It’s no secret that I never liked - or respected - Donald Trump. Aware that he won the Electoral College but lost the popular vote by 3 million, I felt that he was a barely legitimate president, one whose term in office should be governed by a sense of the fragility of his hold on the White House.
But from the outset of his term in office, Trump seemed utterly unwilling to acknowledge this reality, let alone govern as if it was important. The national divide that was present on Election Day 2016 would only grow larger. At this writing it seems a chasm we may never bridge.
I didn’t call for impeachment the day Trump took office and for some months afterward. Though I was increasingly horrified by his Administration, and confident that he had earned impeachment through the emolument clause at minimum, I didn’t think impeachment was the answer. I thought that checks and balances would work. I found a partial answer in the Congressional elections of 2018, when Democrats and Nancy Pelosi took control of the House of Representatives. I felt better, as if there might be some credible check on an increasingly incompetent and self-serving president.

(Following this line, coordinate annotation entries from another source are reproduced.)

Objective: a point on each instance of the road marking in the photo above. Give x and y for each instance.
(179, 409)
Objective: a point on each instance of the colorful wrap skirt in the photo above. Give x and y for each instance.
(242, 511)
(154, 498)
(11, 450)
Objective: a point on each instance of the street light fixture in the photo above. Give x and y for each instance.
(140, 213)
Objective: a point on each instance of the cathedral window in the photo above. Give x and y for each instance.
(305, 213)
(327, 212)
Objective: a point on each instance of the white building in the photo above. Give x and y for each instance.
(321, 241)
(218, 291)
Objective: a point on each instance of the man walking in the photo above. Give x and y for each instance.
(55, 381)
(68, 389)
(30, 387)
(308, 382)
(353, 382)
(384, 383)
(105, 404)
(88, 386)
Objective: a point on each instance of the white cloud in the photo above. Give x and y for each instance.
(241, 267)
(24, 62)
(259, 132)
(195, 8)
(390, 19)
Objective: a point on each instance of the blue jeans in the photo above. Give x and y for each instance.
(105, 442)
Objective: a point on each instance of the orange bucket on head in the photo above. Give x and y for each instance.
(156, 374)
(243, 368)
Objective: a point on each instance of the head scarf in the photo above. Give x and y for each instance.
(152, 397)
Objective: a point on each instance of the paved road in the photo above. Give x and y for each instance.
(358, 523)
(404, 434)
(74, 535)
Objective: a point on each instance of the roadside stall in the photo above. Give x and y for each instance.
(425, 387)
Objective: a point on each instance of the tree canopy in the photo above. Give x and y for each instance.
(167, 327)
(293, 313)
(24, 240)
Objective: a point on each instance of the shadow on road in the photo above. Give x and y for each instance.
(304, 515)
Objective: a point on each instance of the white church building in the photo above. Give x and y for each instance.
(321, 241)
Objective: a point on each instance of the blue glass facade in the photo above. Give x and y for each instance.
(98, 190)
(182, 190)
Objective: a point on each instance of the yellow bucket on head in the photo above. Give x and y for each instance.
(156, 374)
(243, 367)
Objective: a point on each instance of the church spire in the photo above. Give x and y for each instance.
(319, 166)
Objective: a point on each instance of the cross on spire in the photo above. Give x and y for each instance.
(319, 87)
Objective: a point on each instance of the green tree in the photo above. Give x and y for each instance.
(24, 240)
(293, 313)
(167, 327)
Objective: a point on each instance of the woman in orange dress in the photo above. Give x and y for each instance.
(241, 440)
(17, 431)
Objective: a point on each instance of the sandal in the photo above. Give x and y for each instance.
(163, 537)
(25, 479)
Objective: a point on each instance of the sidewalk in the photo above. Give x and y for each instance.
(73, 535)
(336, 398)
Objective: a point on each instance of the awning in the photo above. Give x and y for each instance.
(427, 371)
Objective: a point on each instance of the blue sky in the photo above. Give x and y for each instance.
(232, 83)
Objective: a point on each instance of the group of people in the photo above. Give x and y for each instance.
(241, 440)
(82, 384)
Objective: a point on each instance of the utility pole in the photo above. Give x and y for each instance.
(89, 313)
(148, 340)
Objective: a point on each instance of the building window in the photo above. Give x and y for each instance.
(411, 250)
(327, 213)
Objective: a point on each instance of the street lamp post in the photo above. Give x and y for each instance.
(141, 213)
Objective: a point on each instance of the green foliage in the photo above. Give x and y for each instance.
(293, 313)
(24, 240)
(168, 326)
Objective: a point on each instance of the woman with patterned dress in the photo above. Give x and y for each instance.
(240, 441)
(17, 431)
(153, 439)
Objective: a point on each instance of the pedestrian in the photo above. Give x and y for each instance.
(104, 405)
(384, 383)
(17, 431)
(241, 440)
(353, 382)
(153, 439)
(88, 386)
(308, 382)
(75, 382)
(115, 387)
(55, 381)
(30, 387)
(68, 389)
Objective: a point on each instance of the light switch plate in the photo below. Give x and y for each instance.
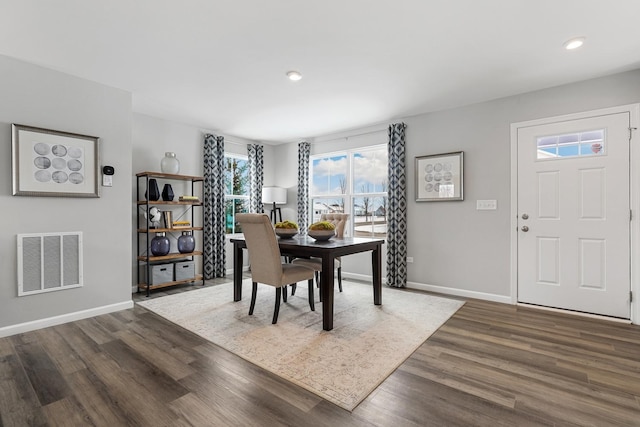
(486, 205)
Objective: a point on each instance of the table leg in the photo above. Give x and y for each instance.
(327, 291)
(237, 272)
(376, 263)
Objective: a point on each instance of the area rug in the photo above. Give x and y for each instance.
(343, 365)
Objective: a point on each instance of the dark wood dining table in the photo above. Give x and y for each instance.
(304, 246)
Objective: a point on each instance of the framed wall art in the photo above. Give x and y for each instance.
(52, 163)
(439, 177)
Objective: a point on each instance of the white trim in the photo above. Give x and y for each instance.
(504, 299)
(360, 277)
(574, 313)
(634, 112)
(63, 318)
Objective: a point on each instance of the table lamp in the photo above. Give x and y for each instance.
(274, 196)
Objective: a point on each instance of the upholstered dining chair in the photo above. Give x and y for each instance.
(266, 262)
(340, 222)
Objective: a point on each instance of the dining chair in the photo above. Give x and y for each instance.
(266, 262)
(340, 222)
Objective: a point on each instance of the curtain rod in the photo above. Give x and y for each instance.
(346, 137)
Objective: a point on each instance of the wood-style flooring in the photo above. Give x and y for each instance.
(489, 365)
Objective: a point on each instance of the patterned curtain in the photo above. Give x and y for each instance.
(256, 177)
(214, 259)
(304, 150)
(397, 209)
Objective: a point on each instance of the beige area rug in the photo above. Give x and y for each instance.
(344, 365)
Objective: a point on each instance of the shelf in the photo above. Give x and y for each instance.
(182, 208)
(163, 202)
(170, 176)
(176, 255)
(165, 284)
(168, 230)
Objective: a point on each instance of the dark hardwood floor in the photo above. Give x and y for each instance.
(489, 365)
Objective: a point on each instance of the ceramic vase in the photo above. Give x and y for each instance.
(170, 164)
(153, 192)
(160, 245)
(167, 193)
(186, 243)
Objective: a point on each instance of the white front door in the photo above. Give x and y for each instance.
(574, 215)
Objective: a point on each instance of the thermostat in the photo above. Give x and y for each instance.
(107, 176)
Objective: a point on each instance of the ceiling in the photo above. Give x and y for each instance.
(221, 64)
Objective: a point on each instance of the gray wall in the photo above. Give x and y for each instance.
(36, 96)
(152, 137)
(455, 247)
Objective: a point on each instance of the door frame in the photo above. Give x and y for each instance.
(634, 190)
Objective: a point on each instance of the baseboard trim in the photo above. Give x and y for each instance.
(64, 318)
(460, 292)
(438, 289)
(574, 313)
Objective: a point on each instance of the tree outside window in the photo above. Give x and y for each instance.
(237, 187)
(352, 182)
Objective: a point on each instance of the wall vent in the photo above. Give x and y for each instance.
(49, 262)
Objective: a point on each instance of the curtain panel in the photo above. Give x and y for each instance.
(256, 177)
(397, 208)
(304, 151)
(214, 256)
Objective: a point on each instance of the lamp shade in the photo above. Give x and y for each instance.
(277, 195)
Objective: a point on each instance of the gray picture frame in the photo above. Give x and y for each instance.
(50, 163)
(440, 177)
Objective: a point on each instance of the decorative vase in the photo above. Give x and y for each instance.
(186, 243)
(153, 192)
(167, 193)
(169, 163)
(160, 245)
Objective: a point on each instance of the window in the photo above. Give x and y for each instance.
(236, 181)
(590, 143)
(352, 182)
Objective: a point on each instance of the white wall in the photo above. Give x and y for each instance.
(39, 97)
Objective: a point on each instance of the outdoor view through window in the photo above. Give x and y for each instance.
(352, 182)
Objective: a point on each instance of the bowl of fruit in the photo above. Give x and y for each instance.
(286, 229)
(322, 230)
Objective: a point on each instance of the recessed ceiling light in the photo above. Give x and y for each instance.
(294, 75)
(574, 43)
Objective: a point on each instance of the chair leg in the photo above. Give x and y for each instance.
(276, 309)
(311, 302)
(254, 290)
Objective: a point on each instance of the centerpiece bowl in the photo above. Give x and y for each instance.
(286, 233)
(321, 234)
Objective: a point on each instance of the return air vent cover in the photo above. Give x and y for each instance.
(49, 262)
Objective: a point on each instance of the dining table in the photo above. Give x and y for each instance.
(303, 246)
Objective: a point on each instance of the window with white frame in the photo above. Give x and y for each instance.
(355, 182)
(237, 187)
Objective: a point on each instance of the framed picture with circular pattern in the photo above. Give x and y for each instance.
(439, 177)
(53, 163)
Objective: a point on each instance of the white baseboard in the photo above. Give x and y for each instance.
(438, 289)
(64, 318)
(505, 299)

But I still withheld my support for impeachment.
It’s only been in the past few months, as Trump’s incompetencies have grown greater and more dangerous; as our national divide has followed, that I supported an impeachment investigation. In my case, it’s been less about the emoluments clause or the obvious high crimes and misdemeanors than it has been Trump’s absolute unwillingness to acknowledge the limits on his power. He’s a tyrant with authoritarian aspirations and no sense that there is a boundary to his authority.
And then came the Ukrainian phone call revelations. None of it was surprising, though I’ll confess some shock at the GOP’s continued willingness to support this president and their party-above-national interest-position. I understand that the House impeachment inquiry poses the risk of being political; that it’s unlikely to end with a Senate conviction. At this juncture, that’s not the point. Impeachment is political. But so is our current crisis.
The point is that we have a Constitution that organizes, demands, and can only function effectively with checks and balances in practice. The last three years has me fearful that the check and balance tradition has been smashed beyond repair. A House investigation and impeachment inquiry are the only chance we have to restore the balance; too once again have a Constitutional government. So I support the House impeachment inquiry in the strong belief that such an inquiry is the only way we can preserve the American system.
If that sounds dramatic, it is. As a nation, we are at the crossroads. If we wish to be a nation with Constitutional checks and balances, we must take action. The option on the table is impeachment. I support it.